Company Description

Functional Genomics of Cell Morphogenesis

An extraordinary capacity of cells is their ability to modulate their shape, polarity and intracellular cytoskeletal organisation, according to the functions they need to perform. Work in their lab seeks to elucidate how the gene and protein networks that regulate cellular growth, division and morphogenesis operate in space and in time, and how different cell shapes and growth patterns can arise from a single genome. They have pioneered the development of 3D image-based high-throughput/high-content microscopy pipelines for yeast-based functional genomics studies. Using that approach, they recently completed the first comprehensive live cell-based screen for microtubule and cell shape regulators and discovered tens of novel candidate regulators - mostly evolutionarily conserved through to humans - which they are validating.

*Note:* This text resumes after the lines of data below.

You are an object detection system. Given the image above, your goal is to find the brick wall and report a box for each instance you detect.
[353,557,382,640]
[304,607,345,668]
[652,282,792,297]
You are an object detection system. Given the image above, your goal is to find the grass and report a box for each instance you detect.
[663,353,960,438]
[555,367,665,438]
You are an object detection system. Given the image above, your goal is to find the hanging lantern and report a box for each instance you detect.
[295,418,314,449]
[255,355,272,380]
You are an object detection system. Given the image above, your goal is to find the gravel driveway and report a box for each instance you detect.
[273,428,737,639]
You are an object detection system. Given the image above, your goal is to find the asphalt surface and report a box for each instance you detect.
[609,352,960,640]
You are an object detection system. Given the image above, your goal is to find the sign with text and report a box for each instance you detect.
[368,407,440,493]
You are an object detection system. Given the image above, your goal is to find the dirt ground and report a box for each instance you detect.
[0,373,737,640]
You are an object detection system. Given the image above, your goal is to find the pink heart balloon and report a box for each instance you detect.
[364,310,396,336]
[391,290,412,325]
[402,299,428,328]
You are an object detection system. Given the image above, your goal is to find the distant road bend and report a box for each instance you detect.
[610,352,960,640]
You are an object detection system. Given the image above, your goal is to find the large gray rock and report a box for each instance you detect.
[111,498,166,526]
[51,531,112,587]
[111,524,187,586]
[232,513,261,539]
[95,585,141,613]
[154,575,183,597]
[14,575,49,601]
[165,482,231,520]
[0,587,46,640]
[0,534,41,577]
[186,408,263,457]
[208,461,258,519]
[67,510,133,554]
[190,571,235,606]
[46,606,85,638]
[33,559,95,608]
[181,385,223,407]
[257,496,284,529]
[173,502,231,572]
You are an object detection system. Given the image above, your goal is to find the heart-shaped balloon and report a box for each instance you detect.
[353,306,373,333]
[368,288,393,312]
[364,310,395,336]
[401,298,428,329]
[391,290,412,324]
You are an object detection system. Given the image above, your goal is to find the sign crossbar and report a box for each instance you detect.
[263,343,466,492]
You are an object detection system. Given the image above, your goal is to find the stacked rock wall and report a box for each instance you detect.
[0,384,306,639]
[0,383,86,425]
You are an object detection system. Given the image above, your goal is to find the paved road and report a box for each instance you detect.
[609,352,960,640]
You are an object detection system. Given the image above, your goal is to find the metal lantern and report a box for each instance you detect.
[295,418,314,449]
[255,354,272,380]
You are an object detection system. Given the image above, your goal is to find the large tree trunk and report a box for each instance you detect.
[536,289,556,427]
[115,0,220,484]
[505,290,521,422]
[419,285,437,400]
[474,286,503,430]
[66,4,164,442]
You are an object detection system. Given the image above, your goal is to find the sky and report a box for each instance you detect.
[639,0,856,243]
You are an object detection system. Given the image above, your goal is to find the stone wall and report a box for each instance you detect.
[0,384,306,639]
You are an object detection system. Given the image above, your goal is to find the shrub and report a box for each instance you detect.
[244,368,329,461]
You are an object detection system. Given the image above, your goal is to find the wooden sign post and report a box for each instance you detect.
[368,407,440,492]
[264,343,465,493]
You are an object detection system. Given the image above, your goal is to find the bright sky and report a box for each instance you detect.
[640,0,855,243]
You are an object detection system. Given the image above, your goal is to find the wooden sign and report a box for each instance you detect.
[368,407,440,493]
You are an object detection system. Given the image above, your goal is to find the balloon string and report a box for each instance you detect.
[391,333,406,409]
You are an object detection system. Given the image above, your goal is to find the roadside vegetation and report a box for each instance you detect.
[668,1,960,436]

Their aim is to generate the most exhaustive genomic map and phenotypic annotation of such regulators, and identify candidate biomedically-relevant targets. Capitalising on this technology, several other microscopy-based functional genomics projects are ongoing in their group. They also recently discovered that the molecular machinery that regulates cell polarity localises to nanoscopic protein clusters at the cell cortex, with different regulators belonging to different cluster populations. This allows cells to control whether certain polarity regulators interact with others on the cortex, at different points of the cell cycle, revealing a fundamental hitherto ignored layer of cell polarity regulation.